Sayangnya, terobosan-terobosan Fachir yang awalnya di atas kertas memukai dan menyihir sebagian aktivis Masisir, lambat laun semakin tidak populer. Terang saja, karena solusi itu selalu identik dengan Ide Sang Revolusioner Fachir dan “dipaksa dijalankan” walau oleh sebagian pihak dinilai terburu-buru. Ingat, Dubes Fachir pernah berkata dalam sebuah acara, “Ah, mereka itu kan tidak tahu masalah”, demikian tanggapan Bapak yang mulia ini kepada mereka yang kontra dengan ide-ide Dubes tersebut. Coba bayangkan berapa lama waktu Dubes berkenalan dengan Masisir yang dinilainya sakit, lalu dengan “paksa” memberi Masisir pil Loka Karya-nya.

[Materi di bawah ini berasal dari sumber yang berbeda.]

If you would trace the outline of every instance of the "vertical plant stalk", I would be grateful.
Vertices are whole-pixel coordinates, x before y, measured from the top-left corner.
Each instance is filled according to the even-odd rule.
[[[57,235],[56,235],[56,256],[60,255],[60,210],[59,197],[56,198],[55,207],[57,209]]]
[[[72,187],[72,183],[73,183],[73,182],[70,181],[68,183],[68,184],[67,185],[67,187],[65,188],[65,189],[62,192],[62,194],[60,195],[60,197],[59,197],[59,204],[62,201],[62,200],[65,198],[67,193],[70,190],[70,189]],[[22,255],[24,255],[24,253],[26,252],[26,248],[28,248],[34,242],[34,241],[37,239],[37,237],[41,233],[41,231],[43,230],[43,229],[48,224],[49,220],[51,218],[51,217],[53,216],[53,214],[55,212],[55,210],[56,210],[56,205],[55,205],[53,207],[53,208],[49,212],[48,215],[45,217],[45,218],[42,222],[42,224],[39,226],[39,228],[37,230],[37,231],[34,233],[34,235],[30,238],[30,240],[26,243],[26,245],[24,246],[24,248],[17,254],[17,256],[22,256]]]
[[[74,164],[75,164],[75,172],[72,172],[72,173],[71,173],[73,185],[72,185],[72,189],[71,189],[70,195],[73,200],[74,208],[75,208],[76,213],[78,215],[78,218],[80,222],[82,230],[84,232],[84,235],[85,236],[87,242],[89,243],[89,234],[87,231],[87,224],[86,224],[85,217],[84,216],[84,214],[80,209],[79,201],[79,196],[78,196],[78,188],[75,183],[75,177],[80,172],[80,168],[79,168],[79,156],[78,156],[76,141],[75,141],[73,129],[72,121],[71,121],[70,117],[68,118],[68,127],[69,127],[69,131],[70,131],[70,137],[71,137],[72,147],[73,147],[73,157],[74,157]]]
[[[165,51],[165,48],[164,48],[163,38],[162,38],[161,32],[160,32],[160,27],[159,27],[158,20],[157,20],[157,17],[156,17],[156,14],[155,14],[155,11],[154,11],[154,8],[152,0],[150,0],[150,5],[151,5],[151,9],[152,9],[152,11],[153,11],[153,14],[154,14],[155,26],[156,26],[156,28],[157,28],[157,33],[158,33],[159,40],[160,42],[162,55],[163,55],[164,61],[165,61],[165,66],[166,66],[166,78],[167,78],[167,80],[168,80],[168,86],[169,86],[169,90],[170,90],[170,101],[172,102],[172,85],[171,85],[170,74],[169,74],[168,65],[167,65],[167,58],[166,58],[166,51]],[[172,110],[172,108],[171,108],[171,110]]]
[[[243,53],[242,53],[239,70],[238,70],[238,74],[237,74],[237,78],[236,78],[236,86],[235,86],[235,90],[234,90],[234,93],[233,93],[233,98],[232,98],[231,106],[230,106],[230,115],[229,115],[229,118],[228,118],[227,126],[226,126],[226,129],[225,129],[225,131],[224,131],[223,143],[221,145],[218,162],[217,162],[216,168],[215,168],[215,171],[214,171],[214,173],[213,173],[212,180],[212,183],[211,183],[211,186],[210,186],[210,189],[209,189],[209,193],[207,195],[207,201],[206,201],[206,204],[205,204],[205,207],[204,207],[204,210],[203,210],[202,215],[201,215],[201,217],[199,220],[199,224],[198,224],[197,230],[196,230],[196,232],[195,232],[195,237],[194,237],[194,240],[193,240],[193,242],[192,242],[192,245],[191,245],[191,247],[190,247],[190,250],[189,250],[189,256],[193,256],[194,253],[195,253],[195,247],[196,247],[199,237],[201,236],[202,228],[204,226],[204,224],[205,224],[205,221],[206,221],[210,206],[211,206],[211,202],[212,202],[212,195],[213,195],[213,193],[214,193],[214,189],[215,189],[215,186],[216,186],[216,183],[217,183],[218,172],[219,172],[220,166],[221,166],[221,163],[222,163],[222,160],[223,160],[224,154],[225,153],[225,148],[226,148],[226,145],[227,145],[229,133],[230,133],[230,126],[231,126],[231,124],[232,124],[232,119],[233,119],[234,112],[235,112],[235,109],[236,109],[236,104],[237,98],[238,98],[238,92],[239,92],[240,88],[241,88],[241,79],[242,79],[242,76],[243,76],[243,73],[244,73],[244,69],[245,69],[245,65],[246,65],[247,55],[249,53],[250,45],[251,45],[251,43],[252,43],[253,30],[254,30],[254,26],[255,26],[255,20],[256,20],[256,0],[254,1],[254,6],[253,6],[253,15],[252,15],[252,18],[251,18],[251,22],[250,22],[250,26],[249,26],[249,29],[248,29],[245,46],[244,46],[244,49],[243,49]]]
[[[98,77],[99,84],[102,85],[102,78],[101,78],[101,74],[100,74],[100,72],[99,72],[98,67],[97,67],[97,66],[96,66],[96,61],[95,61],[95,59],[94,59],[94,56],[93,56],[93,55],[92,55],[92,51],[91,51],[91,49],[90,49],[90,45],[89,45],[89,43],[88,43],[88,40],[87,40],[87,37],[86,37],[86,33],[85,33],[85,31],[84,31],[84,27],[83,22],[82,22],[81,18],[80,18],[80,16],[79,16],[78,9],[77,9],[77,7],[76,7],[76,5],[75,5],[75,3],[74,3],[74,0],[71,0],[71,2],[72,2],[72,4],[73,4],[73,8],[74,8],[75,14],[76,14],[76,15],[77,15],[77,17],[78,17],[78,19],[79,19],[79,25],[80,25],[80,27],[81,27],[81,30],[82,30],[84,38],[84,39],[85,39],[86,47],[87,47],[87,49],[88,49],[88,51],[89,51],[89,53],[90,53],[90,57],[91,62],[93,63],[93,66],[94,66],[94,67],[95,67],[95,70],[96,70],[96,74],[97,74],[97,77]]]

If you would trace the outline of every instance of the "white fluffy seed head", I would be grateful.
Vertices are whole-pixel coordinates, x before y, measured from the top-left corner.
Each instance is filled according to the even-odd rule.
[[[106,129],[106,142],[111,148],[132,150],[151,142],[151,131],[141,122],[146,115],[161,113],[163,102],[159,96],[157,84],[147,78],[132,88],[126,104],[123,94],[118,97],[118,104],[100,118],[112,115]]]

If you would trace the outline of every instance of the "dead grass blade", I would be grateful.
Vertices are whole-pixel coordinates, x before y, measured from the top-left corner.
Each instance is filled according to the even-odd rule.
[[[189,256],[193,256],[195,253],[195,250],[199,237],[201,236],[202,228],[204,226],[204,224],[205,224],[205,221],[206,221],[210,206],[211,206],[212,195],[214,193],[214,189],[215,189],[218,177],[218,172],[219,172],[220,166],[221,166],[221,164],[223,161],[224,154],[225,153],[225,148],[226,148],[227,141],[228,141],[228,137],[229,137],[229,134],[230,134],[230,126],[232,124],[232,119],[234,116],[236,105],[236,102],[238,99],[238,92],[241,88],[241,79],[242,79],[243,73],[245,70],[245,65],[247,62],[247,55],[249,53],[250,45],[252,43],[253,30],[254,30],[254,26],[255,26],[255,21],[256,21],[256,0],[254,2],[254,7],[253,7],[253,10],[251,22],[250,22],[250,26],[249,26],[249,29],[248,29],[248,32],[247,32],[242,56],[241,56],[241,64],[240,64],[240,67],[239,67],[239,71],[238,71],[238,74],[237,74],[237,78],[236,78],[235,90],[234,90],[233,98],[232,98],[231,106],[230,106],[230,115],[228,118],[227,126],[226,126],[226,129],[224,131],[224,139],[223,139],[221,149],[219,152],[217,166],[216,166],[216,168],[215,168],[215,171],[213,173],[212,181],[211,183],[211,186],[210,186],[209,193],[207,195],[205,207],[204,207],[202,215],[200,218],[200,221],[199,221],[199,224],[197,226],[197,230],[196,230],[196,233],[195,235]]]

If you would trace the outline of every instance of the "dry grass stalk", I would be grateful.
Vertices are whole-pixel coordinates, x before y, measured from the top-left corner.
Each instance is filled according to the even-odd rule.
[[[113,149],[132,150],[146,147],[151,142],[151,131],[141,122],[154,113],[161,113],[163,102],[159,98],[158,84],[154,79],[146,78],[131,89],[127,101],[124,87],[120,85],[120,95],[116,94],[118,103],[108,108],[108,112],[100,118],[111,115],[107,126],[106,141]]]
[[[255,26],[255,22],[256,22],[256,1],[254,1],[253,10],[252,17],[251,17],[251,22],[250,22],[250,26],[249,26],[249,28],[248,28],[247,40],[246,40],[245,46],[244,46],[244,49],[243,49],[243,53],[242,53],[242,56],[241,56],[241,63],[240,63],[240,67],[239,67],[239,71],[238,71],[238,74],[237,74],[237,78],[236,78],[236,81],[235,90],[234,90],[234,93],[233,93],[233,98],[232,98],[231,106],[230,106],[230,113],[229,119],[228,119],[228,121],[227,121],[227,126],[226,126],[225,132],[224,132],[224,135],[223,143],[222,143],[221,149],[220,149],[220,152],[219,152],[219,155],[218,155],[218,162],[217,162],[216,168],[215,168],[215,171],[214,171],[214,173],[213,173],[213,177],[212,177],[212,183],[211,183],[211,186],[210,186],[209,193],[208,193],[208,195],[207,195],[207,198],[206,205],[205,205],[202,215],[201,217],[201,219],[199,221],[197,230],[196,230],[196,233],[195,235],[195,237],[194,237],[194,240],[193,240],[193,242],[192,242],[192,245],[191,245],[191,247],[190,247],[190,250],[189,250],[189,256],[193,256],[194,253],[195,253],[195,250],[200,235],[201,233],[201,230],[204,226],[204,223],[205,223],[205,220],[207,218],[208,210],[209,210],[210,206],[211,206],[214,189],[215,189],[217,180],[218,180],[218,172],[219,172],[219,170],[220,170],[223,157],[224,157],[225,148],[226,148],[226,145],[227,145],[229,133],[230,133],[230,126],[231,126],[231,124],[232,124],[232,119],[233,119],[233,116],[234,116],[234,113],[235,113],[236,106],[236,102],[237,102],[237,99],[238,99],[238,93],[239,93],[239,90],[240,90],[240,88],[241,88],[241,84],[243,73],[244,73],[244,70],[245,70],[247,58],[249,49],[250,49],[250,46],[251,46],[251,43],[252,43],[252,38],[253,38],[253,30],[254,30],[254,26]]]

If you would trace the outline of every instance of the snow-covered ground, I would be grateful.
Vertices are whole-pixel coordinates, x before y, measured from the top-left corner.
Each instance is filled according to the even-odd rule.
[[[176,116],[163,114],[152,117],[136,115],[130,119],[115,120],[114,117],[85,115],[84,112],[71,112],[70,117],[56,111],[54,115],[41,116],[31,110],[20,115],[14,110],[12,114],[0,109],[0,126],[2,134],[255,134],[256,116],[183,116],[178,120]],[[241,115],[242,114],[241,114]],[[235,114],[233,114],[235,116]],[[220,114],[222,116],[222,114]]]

Hingga hari ini kantor imigrasi Mesir tak ubahnya seperti dulu. Masalah Maba semakin beranak pinak.

Barangkali Dubes akan mengatakan, lihat saja kenaikan indeks prestasi Masisir, tidakkah semakin meningkat dari tahun ke tahun? Data atdikbud memang demikian, tapi benarkah Masisir belajar karena amunisi bernama Loka Karya? Kita harus ingat, sebelum kedatangan Dubes baru, penulis dan yang lain angkatan 2005 Depag, menancapkan semangat untuk berprestasi di al-Azhar. Terbukti, salah satu di antara kami bisa Mumtaz, banyak yang Jayyid, termasuk penulis sendiri (jayyid). Padahal ketika itu, peraih predikat tersebut masih sangat jarang dikalangan Masisir. Jadi bukan karena Loka Karya, tapi kesadaran massif yang lahir dari Masisir untuk lebih baik dari pendahulunya.

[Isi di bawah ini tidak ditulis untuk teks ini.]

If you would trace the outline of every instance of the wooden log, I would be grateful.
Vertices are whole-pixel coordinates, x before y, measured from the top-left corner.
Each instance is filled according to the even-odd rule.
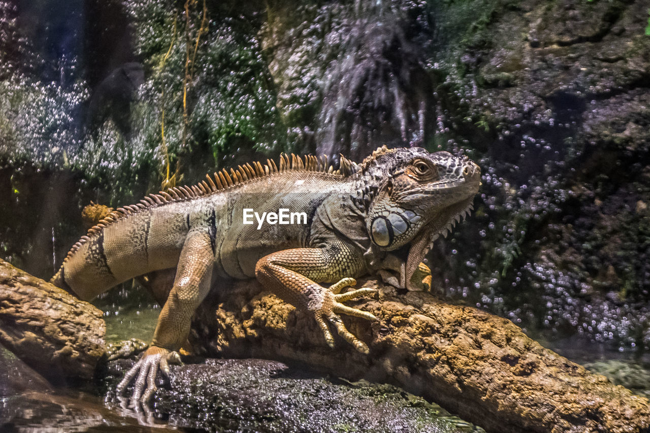
[[[197,313],[190,341],[198,353],[299,362],[351,380],[390,382],[489,432],[650,431],[647,399],[476,308],[380,285],[375,299],[348,303],[380,322],[343,317],[368,343],[367,356],[339,337],[330,348],[310,315],[260,293],[257,283],[232,285],[215,291],[214,302]]]
[[[0,344],[53,382],[92,378],[105,351],[102,312],[0,259]]]

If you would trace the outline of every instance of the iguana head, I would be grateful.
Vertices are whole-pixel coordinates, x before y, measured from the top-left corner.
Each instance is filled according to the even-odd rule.
[[[409,276],[434,241],[469,213],[480,184],[480,168],[467,157],[420,148],[381,148],[361,170],[374,184],[366,220],[370,240],[385,251],[410,244]]]

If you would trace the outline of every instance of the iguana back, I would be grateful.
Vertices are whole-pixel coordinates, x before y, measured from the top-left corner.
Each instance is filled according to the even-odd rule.
[[[390,278],[399,287],[416,287],[416,276],[430,274],[421,261],[433,242],[471,209],[480,170],[466,157],[419,148],[384,146],[360,165],[342,157],[335,171],[326,161],[283,155],[279,167],[268,161],[222,170],[118,209],[73,246],[52,282],[83,299],[138,275],[176,270],[151,345],[118,392],[137,374],[132,398],[148,400],[156,372],[167,371],[167,360],[185,342],[214,275],[254,275],[313,313],[331,347],[330,324],[368,353],[339,315],[376,320],[343,304],[374,291],[339,292],[356,283],[353,277],[372,272],[396,272]],[[304,214],[304,222],[279,224],[276,216],[263,230],[255,220],[245,224],[244,209],[282,209]]]

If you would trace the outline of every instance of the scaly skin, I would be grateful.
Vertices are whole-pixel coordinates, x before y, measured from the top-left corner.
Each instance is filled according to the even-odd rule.
[[[478,167],[467,159],[420,148],[381,148],[360,165],[342,159],[336,172],[323,159],[283,155],[279,167],[269,161],[224,170],[118,209],[73,247],[52,282],[87,300],[128,279],[176,268],[168,295],[156,294],[164,302],[151,345],[118,386],[122,393],[136,378],[134,401],[148,400],[158,370],[166,374],[168,363],[177,360],[196,307],[222,277],[256,277],[313,314],[330,346],[331,324],[368,353],[339,315],[376,320],[343,304],[372,291],[341,291],[373,272],[410,290],[430,285],[421,262],[435,239],[467,213],[479,179]],[[243,224],[244,209],[283,207],[304,212],[307,224],[263,230]]]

Coretan pribadi ini tidak akan terlalu jauh menyoal kinerja dan program Dubes Fachir satu persatu. Termasuk mega proyek asrama mahasiswa itu. Karena, maaf, itu hanya ide pencitraan Dubes semata. Sekali lagi, memukau di atas kertas, tapi kering observasi. Saya tidak akan pernah rela secuil pun untuk meloloskan anggaran daerah asalku untuk mega proyek tadi. Toh, tidak ada jaminan ketika asrama itu jadi, maka saya juga berhak tinggal di dalamnya. Karena dengan bangga Fachir akan menyerahkan kunci-kunci asrama kepada AL-AZHAR. Terserah kebijakan al-Azhar, seperti apa sistem rekrtumen penghuninya.

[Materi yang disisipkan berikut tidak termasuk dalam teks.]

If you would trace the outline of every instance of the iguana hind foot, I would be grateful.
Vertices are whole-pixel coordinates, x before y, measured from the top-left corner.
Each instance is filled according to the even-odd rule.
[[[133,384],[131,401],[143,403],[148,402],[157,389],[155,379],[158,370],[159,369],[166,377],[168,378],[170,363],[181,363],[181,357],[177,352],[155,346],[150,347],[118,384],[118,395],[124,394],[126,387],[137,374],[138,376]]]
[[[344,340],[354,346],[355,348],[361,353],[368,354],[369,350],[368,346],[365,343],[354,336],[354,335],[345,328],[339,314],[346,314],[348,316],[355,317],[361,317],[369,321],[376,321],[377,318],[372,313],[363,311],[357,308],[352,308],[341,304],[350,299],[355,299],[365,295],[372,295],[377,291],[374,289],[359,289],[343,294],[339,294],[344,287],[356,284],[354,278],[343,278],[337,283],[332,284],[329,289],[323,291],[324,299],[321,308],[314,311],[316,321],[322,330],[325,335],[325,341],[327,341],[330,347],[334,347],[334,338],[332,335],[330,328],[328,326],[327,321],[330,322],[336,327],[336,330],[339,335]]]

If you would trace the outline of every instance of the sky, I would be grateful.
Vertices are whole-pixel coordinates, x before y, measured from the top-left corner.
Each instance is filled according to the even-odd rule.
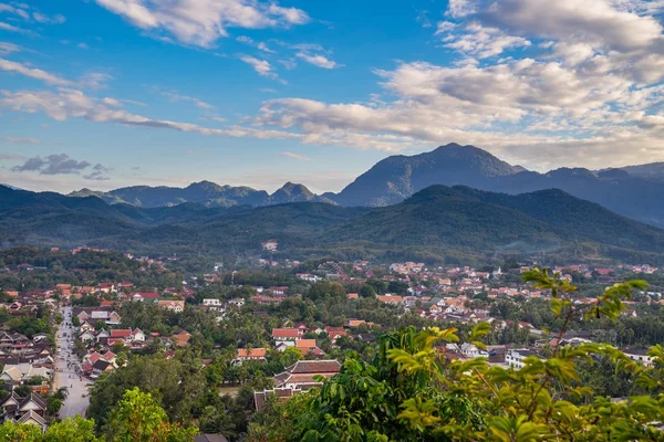
[[[664,0],[1,1],[0,182],[30,190],[664,160]]]

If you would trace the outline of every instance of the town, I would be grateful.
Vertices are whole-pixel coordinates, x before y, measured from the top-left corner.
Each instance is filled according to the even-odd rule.
[[[560,280],[580,287],[573,298],[579,306],[596,303],[606,285],[651,282],[624,302],[620,327],[575,323],[557,334],[547,313],[550,291],[521,278],[537,262],[473,267],[257,260],[245,269],[177,273],[170,269],[180,264],[175,257],[87,248],[2,253],[1,419],[43,430],[86,412],[103,422],[113,406],[105,379],[120,379],[115,371],[134,366],[199,360],[206,379],[199,388],[221,398],[203,403],[246,411],[226,432],[234,440],[248,431],[251,414],[322,386],[349,355],[370,360],[380,337],[403,327],[468,333],[487,324],[486,347],[447,344],[437,348],[440,358],[484,357],[517,369],[528,357],[546,360],[553,347],[584,343],[615,345],[650,366],[647,346],[664,338],[664,328],[649,319],[661,315],[664,272],[647,264],[553,266]],[[186,413],[203,432],[225,433],[218,415]]]

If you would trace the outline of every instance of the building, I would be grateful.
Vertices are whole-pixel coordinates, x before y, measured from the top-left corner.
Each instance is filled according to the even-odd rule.
[[[322,376],[330,379],[341,370],[341,364],[334,359],[326,360],[299,360],[286,370],[274,376],[277,388],[290,388],[292,390],[309,390],[320,387],[322,382],[314,380]]]
[[[653,358],[652,358],[652,356],[647,355],[649,350],[645,347],[642,347],[642,348],[625,347],[625,348],[621,348],[621,351],[623,354],[625,354],[626,357],[629,357],[630,359],[632,359],[636,362],[641,362],[646,367],[653,366]]]
[[[187,333],[187,330],[181,330],[170,337],[173,344],[175,344],[178,347],[183,347],[189,344],[189,339],[191,339],[191,335]]]
[[[295,340],[300,337],[300,332],[297,328],[274,328],[272,330],[272,339],[274,340]]]
[[[159,301],[159,307],[170,312],[181,313],[185,309],[184,301]]]
[[[535,356],[538,359],[546,360],[537,352],[529,350],[528,348],[518,348],[508,350],[507,354],[505,354],[505,364],[516,369],[521,369],[526,366],[526,362],[523,360],[530,356]]]
[[[2,402],[2,415],[4,420],[13,420],[18,423],[30,423],[46,429],[44,415],[46,413],[46,401],[39,393],[30,393],[25,398],[12,392]]]
[[[238,348],[238,356],[236,357],[236,362],[241,362],[243,360],[259,360],[264,361],[268,350],[264,348]]]

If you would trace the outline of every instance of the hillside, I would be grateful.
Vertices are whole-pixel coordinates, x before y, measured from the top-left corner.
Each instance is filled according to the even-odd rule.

Sejak awal, gaya pendekatan Fachir kepada Masisir -yang kelewat diplomatis ini- sudah tidak populis. Di KKS, Fachir berkata, tidak semua pertanyaan A, aku akan jawab A bisa B atau C. Sementara Masisir, ingin yang taktis dan to the poin. Jadi, jangan berharap Anda bisa dengan lembut mengkritik Dubes dan “konco-konconya”. Salut, untuk ketua KKS, Ammu Nuzur. Mahasiswa senior ini mampu membatalkan keputusan syarat temus tentang pengundian ulang di KBRI. Ammu Nuzur berbeda dengan golongan yang diatas, kritis tapi nurut. Dengan tegas, ia seorang diri mempertaruhkan status kemahasiswaan dan jabatannya di KKS, untuk membela Masisir. Kalau memang kebijakan itu tidak sepihak dan benar, lantas, mengapa KBRI taklut di hadapan Nuzur seorang?

Kebijakan KBRI tentang TEMUS tahun ini, bukti nyata betapa KBRI tidak mengenal atau pura-pura tidak tahu Masisir. Kita berhak bertanya, ada apa dibalik kebijakan sepihak ini? Apakah kita akan membiarkan KBRI menjelma menjadi lembaga Hitler (baca:dictator) yang ingin menjadi sopir kendaraan Masisir. Oh, ya, sangat disayangkan, sejumlah aktivis Masisir yang kini menjadi local staf, mulai menjaga jarak dengan habitatnya dulu. Sebagai anak buah harus turut apa kata bos, lah! Kalau perlu jadi intel untuk menangkap Masisir yang membandel.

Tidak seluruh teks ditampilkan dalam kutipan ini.